Essen Bilder vom tristen Amerika

Essen · Der Fotokünstler Joel Sternfeld hat mit seinen Aufnahmen ein Porträt der US-amerikanischen Gesellschaft gezeichnet. Nicht der "American Dream" ist zu sehen: Die Fotos zeigen jene Einsamkeit, die die abgelichteten Personen empfinden. Seine Bilder sind jetzt im Museum Folkwang zu sehen.

Eine alte Frau sitzt am Tresen. Ihr Kopf ragt kaum über die Tischplatte. Sie schaut in ihr Portemonnaie. In beiden Händen mit rot lackierten Fingernägeln hält sie Geld. Vor ihr auf der Theke steht die leer gegessene Schüssel, daneben liegt eine durchsichtige Plastikverpackung mit blauer Aufschrift. Die Frau kneift den Mund zusammen, so dass er zu einem weiteren Strich in ihrem faltigen Gesicht wird.

Joel Sternfeld hat diese Fotografie 1975 in New York aufgenommen. Derzeit hängt sie im Museum Folkwang, in der Schau "Joel Sternfeld – Farbfotografien seit 1970". Das Museum widmet dem New Yorker die erste europäische Retrospektive mit rund 130 Arbeiten aus mehr als drei Jahrzehnten. Das Bildnis der alten Frau zählt zu den Frühwerken. Zu Beginn wirken seine Fotos wie Schnappschüsse von Situationen, an denen Sternfeld selbst beteiligt gewesen ist. Hier ein lachendes Mädchen im Auto, dort spielende Kinder am Strand. Sternfeld ist Teil des Kunstwerks, etwa wenn sich der Blitz seiner Kamera in den Scheiben spiegelt.

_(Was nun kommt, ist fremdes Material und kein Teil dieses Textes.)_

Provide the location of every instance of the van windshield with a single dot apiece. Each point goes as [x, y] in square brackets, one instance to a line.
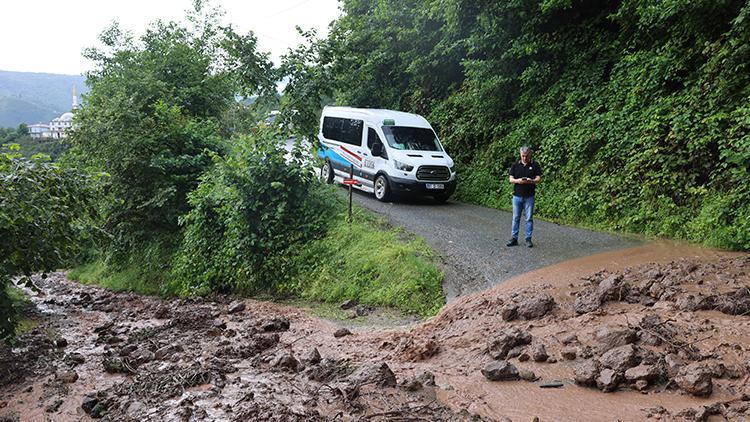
[411, 138]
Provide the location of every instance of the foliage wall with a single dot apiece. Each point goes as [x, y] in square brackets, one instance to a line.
[46, 215]
[638, 109]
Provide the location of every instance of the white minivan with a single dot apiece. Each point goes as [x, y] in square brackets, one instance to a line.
[388, 151]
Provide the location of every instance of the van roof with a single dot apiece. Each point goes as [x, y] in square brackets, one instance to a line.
[375, 116]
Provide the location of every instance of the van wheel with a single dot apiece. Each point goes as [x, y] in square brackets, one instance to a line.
[326, 172]
[441, 199]
[382, 190]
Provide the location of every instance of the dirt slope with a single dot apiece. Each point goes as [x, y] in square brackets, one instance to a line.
[664, 327]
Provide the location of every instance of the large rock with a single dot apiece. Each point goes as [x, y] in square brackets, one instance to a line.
[539, 353]
[536, 306]
[610, 337]
[588, 302]
[142, 355]
[67, 377]
[695, 379]
[506, 340]
[377, 373]
[275, 324]
[311, 356]
[608, 380]
[586, 373]
[285, 361]
[500, 371]
[620, 358]
[613, 288]
[647, 373]
[236, 306]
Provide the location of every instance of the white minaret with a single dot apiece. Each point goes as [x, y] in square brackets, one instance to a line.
[75, 99]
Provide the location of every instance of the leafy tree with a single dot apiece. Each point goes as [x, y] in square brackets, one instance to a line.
[46, 213]
[155, 113]
[637, 108]
[252, 205]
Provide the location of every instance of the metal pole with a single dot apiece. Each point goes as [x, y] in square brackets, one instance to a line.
[351, 176]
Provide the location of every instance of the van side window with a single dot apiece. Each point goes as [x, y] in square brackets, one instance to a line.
[372, 137]
[343, 130]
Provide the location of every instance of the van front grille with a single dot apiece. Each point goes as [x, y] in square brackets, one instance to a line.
[433, 173]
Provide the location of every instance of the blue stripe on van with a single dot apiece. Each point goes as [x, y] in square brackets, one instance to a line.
[326, 152]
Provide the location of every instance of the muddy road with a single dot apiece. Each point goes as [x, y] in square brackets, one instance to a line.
[471, 241]
[656, 332]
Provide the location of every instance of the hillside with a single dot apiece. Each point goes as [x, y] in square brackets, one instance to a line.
[27, 97]
[637, 110]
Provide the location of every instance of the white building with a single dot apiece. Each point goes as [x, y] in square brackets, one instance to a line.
[57, 127]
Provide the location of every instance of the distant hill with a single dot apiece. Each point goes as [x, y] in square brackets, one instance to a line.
[27, 97]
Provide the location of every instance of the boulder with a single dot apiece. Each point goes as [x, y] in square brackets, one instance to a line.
[539, 353]
[610, 337]
[377, 373]
[673, 363]
[613, 288]
[311, 356]
[695, 379]
[426, 378]
[348, 304]
[285, 361]
[500, 371]
[509, 313]
[74, 359]
[608, 380]
[588, 302]
[620, 358]
[569, 353]
[142, 355]
[536, 306]
[527, 375]
[341, 332]
[275, 324]
[646, 373]
[236, 306]
[506, 340]
[67, 377]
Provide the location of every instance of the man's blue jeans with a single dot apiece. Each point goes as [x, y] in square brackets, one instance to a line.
[527, 204]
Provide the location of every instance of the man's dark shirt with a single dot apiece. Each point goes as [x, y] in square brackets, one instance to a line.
[518, 170]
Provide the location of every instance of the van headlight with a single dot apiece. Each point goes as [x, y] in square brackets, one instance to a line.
[402, 166]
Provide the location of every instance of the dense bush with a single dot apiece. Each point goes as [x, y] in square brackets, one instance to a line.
[46, 214]
[368, 263]
[637, 108]
[156, 111]
[249, 207]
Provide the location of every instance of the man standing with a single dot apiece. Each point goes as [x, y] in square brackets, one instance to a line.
[524, 175]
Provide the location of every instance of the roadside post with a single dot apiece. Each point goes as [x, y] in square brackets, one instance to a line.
[350, 182]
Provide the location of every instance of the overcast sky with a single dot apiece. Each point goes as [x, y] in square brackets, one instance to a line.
[49, 35]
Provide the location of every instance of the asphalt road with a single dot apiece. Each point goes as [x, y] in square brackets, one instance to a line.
[471, 241]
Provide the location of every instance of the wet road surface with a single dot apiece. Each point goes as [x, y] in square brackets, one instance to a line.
[471, 241]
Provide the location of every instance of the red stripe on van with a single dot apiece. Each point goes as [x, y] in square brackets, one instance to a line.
[352, 154]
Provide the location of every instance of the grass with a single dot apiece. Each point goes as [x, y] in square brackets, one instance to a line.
[132, 278]
[372, 264]
[365, 261]
[20, 303]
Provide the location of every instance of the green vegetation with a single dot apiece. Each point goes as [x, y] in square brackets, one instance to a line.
[637, 108]
[52, 148]
[200, 200]
[45, 222]
[369, 263]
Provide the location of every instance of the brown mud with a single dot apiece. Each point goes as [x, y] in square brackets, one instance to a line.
[664, 329]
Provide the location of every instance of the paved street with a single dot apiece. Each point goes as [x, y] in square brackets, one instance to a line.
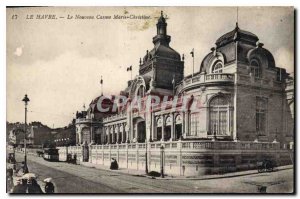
[70, 178]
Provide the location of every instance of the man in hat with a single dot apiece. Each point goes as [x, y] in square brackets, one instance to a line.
[49, 187]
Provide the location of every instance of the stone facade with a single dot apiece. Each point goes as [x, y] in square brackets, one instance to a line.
[239, 103]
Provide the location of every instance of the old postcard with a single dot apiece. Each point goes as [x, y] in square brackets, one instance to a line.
[150, 100]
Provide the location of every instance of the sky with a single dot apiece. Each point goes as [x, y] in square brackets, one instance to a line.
[59, 62]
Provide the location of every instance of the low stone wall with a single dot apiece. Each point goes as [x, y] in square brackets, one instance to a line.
[185, 158]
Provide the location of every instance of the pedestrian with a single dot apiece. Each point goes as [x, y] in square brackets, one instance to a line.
[49, 186]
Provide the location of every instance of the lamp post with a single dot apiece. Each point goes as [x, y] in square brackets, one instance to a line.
[25, 100]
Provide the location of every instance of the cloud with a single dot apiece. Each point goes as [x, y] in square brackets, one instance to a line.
[19, 51]
[285, 59]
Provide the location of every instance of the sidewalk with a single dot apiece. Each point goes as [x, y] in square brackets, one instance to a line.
[204, 177]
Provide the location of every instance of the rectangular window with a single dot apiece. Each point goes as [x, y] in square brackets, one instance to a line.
[261, 111]
[195, 124]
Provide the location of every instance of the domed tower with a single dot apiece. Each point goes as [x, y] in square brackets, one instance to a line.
[162, 63]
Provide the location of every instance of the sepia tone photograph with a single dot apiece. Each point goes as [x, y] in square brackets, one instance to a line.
[150, 100]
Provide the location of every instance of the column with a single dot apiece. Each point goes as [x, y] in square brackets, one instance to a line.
[108, 135]
[152, 126]
[127, 133]
[186, 123]
[122, 131]
[112, 135]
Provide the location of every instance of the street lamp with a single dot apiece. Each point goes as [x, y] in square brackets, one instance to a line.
[162, 161]
[25, 100]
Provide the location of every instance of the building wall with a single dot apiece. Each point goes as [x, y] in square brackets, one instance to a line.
[185, 158]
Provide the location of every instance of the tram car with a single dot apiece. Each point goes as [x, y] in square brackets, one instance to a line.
[51, 154]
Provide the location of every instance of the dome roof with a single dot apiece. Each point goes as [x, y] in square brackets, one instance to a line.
[237, 34]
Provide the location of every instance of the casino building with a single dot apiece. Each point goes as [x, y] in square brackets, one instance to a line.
[244, 112]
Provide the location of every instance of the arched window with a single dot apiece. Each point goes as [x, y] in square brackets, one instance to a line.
[255, 68]
[178, 127]
[141, 91]
[220, 116]
[217, 67]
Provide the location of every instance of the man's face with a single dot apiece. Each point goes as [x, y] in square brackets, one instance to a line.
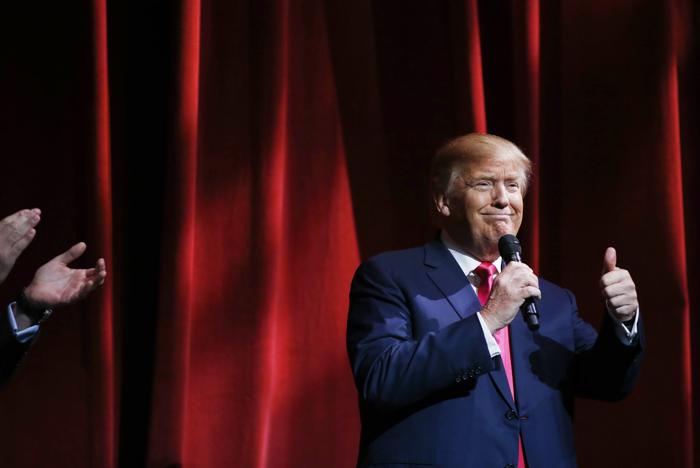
[486, 202]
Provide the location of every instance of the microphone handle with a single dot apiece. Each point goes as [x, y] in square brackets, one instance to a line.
[529, 309]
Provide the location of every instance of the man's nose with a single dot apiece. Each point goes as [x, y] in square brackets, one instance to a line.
[500, 195]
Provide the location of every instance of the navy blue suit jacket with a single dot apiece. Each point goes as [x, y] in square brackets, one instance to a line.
[429, 392]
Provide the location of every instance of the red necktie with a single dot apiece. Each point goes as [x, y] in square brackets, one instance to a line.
[486, 272]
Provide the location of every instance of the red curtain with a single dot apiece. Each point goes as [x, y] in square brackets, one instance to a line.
[234, 161]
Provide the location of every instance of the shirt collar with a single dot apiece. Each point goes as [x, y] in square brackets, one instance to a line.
[466, 262]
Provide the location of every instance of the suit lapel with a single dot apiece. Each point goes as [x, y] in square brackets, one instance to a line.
[522, 345]
[451, 281]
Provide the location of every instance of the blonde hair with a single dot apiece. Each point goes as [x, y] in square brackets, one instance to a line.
[471, 148]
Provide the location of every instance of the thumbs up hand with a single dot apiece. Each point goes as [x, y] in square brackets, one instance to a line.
[618, 289]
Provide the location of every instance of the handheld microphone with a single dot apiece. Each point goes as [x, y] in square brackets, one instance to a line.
[510, 250]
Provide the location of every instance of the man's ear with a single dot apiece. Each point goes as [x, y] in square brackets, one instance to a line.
[442, 204]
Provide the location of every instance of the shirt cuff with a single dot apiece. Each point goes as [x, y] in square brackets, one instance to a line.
[626, 335]
[494, 350]
[25, 335]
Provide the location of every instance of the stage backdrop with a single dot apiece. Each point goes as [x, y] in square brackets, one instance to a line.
[234, 161]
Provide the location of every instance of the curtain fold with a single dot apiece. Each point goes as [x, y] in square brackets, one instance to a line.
[234, 162]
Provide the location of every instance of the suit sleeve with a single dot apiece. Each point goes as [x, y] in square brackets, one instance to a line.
[605, 368]
[392, 367]
[11, 350]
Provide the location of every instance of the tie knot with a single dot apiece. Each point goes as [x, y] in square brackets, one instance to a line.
[485, 271]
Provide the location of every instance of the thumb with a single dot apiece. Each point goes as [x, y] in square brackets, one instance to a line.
[609, 260]
[71, 254]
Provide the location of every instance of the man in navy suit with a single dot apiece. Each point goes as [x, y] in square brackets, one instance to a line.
[447, 372]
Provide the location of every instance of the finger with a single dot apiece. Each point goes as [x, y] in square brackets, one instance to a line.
[609, 260]
[24, 241]
[71, 254]
[622, 300]
[532, 291]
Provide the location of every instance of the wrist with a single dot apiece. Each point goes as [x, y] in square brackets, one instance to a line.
[492, 324]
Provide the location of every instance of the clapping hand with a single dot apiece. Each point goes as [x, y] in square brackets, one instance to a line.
[16, 232]
[56, 284]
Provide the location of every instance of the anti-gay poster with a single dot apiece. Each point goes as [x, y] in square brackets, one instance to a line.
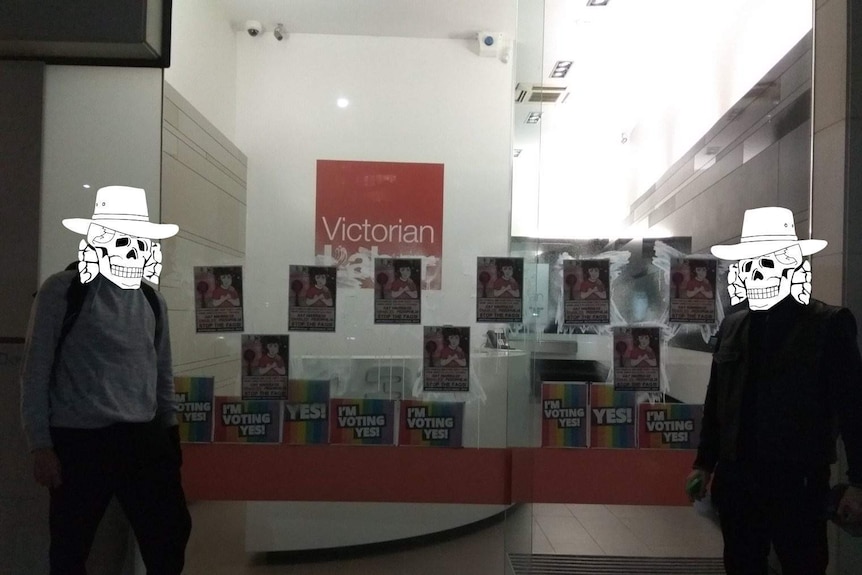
[587, 291]
[362, 421]
[564, 414]
[669, 425]
[305, 412]
[612, 417]
[313, 298]
[264, 366]
[434, 424]
[195, 408]
[218, 299]
[253, 421]
[499, 298]
[366, 210]
[637, 358]
[398, 290]
[692, 291]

Sternfeld bildet die Momente perfekt ab und schafft damit unwiederbringliche Situationen. Der Surfer, der gerade unter der Welle verschwunden ist; die junge Frau im grünen Kleid, die über eine Straße gehen will und daran gehindert wird, weil das gelbe Taxi ihr den Weg versperrt. Sternfeld überzeugt mit seinem Blick für das Ungewöhnliche und Einzigartige. Er hat keine Scheu zu fotografieren – selbst in skurrilen Augenblicken nicht, in denen der Betrachter lächeln muss. Imposant die Feuerwehrfrau, die einen prallen, orange gefärbten Kürbis kauft, während die Kollegen im Hintergrund den brennenden Dachstuhl eines Hauses löschen (1978). Hier merkt man, dass Sternfeld sich weiter entwickelt: Aus dem teilnahmsvollen Fotografen wird der beobachtende, distanzierte Künstler.

Zwei seiner in Essen gezeigten Projekte widmet er dem Klimawandel: filmische Collagen, in denen die Personen sowohl porträtiert als auch befragt wurden. "Ich bin hier, weil ich die Welt verändern will", zitiert er eine Teilnehmerin der Proteste gegen den G8-Gipfel 2001 in Genua. Sternfeld hält der Gesellschaft einen Spiegel vor – nicht mehr, aber auch nicht weniger.